ROMA, 28 gennaio 2009 – A Benedetto XVI capita ripetutamente di trovarsi in difficoltà su due zone di confine che si intersecano: con i lefebvriani e con gli ebrei.

Il 24 gennaio papa Joseph Ratzinger ha revocato la scomunica ai quattro vescovi ordinati illegittimamente da Marcel Lefebvre nel 1988: scomunica nella quale erano incorsi « latae sententiae », cioè in modo automatico semplicemente compiendo quell’atto.
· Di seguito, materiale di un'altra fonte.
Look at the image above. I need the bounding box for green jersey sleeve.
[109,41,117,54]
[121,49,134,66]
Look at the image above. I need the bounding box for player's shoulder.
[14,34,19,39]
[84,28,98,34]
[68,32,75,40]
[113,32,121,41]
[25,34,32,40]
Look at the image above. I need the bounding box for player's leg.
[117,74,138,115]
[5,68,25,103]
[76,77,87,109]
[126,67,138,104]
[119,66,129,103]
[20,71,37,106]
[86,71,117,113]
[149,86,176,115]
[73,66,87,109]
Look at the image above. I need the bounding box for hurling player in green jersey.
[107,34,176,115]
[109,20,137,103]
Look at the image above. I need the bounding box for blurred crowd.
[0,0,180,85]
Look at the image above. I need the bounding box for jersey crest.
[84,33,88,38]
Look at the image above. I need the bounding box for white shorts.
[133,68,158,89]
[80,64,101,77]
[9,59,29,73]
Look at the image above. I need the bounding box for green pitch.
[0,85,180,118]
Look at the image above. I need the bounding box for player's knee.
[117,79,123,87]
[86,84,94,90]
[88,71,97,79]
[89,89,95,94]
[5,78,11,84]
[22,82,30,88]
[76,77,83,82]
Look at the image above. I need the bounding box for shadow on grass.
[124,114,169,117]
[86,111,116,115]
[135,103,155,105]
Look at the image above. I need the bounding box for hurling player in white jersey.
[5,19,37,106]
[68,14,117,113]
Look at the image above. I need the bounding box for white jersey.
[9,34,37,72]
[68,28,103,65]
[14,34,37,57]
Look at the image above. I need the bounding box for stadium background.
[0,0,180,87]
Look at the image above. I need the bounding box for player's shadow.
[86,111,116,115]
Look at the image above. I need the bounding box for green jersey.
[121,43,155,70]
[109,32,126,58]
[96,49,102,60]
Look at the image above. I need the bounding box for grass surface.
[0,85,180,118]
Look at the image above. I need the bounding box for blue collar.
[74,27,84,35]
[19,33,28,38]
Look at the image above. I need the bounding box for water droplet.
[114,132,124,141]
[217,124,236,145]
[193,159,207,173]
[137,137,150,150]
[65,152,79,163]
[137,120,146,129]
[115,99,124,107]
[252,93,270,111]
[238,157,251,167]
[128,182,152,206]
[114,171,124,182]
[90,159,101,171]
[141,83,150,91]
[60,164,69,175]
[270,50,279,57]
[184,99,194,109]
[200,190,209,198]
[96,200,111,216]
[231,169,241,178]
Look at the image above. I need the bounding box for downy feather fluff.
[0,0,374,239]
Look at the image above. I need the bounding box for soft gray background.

I quattro restano comunque sospesi « a divinis », non possono cioè esercitare il loro ministero nella Chiesa cattolica, e la loro comunità resta in stato di scisma.

Uno dei quattro vescovi, l’inglese Richard Williamson, è un acceso negazionista e ha di recente rilanciato le sue tesi negatrici dello sterminio degli ebrei ad opera dei nazisti. La coincidenza tra queste sue posizioni e la revoca della sua scomunica – per di più a ridosso della giornata mondiale di memoria della Shoah, il 27 gennaio – ha provocato le forti proteste di molti ebrei, anche di quelli generalmente più benevoli con la Chiesa cattolica e con l’attuale papa.

Un’analoga somma di circostanze aveva fatto scoppiare nei mesi scorsi una polemica similare. Quando Benedetto XVI liberalizzò per tutti i cattolici il rito antico della messa, caposaldo dei lefebvriani, molti ebrei protestarono perché vi era contenuta una preghiera da essi ritenuta inaccettabile e offensiva, in quanto mirata alla loro « conversione ». Il papa riscrisse il testo della preghiera, ma alcuni ebrei respinsero anche la nuova formula.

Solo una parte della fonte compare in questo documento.